Marc Audibet to become design director at Vionnet
Marc Audibet to become design director at Vionnet By Suzy Menkes
Monday, June 18, 2007 (International Herald Tribune)
When Marc Audibet was 14 years old, he visited a Paris museum to see an exhibition of Paul Poiret. The presence of the legendary designer's elderly wife and an introduction to the curator, brought the stripling Audibet to a turning point in his life: a chance to see a cache of the work of Madeleine Vionnet.
"I was fascinated by the fluidity, the extraordinary intellectual play - don't forget that this was the era of Courrèges and of fashion architecture," says Audibet, 52, who went on to develop stretch Lycra with DuPont in the 1980s, to work with Miuccia Prada from 1990 to 1996, then at Hermès and Ferragamo.

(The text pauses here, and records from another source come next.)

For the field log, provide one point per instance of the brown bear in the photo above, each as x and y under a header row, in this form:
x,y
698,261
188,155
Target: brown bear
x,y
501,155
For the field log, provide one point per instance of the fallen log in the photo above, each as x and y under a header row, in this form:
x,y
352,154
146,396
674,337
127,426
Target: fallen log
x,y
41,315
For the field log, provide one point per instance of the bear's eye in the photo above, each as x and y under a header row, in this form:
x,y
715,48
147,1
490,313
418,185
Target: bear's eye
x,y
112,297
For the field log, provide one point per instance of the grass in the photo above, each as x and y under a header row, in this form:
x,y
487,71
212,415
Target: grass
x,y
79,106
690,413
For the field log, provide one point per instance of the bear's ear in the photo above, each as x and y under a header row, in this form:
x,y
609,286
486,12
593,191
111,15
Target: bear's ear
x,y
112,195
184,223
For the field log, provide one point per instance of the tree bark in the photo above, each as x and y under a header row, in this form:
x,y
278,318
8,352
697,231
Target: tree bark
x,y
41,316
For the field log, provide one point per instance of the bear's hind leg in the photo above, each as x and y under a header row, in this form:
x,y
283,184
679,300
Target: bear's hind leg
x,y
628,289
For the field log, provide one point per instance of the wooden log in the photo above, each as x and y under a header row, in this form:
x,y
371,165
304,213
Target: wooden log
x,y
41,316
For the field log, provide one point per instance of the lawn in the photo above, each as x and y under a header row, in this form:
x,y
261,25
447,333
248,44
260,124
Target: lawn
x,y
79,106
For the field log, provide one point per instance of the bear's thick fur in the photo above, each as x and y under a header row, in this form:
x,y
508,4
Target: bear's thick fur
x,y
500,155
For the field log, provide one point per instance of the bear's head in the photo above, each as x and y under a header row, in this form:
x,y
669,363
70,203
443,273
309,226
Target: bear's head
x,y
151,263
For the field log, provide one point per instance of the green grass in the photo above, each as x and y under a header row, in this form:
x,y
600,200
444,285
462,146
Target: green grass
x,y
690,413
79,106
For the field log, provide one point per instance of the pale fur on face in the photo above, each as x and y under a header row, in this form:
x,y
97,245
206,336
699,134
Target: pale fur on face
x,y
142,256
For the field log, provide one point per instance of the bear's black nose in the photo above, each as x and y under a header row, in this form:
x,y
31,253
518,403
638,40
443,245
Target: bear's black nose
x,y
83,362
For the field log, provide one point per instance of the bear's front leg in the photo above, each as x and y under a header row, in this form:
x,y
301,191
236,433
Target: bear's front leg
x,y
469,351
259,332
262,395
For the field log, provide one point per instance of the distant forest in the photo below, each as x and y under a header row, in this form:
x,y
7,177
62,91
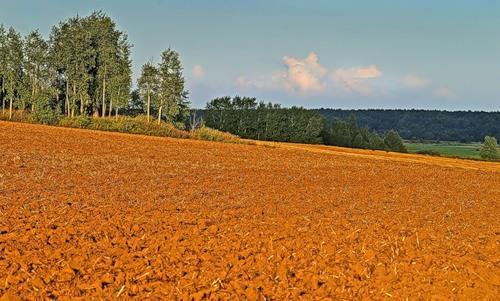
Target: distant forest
x,y
463,126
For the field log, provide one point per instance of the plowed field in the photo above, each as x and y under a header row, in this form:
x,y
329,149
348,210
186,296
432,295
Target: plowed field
x,y
106,215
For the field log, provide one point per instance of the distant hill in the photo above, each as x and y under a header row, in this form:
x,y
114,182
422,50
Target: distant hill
x,y
464,126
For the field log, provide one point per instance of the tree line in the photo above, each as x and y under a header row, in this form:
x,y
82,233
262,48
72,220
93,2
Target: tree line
x,y
244,117
84,69
463,126
247,118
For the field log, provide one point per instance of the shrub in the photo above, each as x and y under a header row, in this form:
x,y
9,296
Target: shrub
x,y
209,134
489,149
393,142
429,153
81,122
45,116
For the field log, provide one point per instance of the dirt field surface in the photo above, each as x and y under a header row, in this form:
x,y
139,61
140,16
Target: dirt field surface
x,y
104,215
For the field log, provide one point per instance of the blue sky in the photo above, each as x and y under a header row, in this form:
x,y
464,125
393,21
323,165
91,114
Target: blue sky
x,y
342,54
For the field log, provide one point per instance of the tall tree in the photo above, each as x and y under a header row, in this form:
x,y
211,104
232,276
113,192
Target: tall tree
x,y
120,80
14,67
172,98
36,66
148,85
3,65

Now Audibet is coming back to his first love as design director at Vionnet. The fact that his mother was a dancer meant that he was fascinated by "the idea of liberty of movement" and he says that Vionnet's fluid, bias cut dresses fit precisely with his own aesthetic.
"My work started with Vionnet, via McCardle," he says, referring Claire McCardle, the American inventor of feminized sportswear.
The Vionnet label was dusted off last year by its family owner and chairman, Arnaud de Lummen, who did an exclusive deal with Barney's New York, after picking the designer Sophia Kokosalaki. But she left after the Italian Diesel company invested in her own fledgling label.
Audibet says that he defines fashion designers as those from the school of construction - like Christian Dior and those who focused on the body, like Vionnet and Madame Grès. The former dealt in side seams, zippers and buttons. But he is with the latter's slithering ease - even if his tough mission is to capture couture draping as ready-to-wear in just six weeks.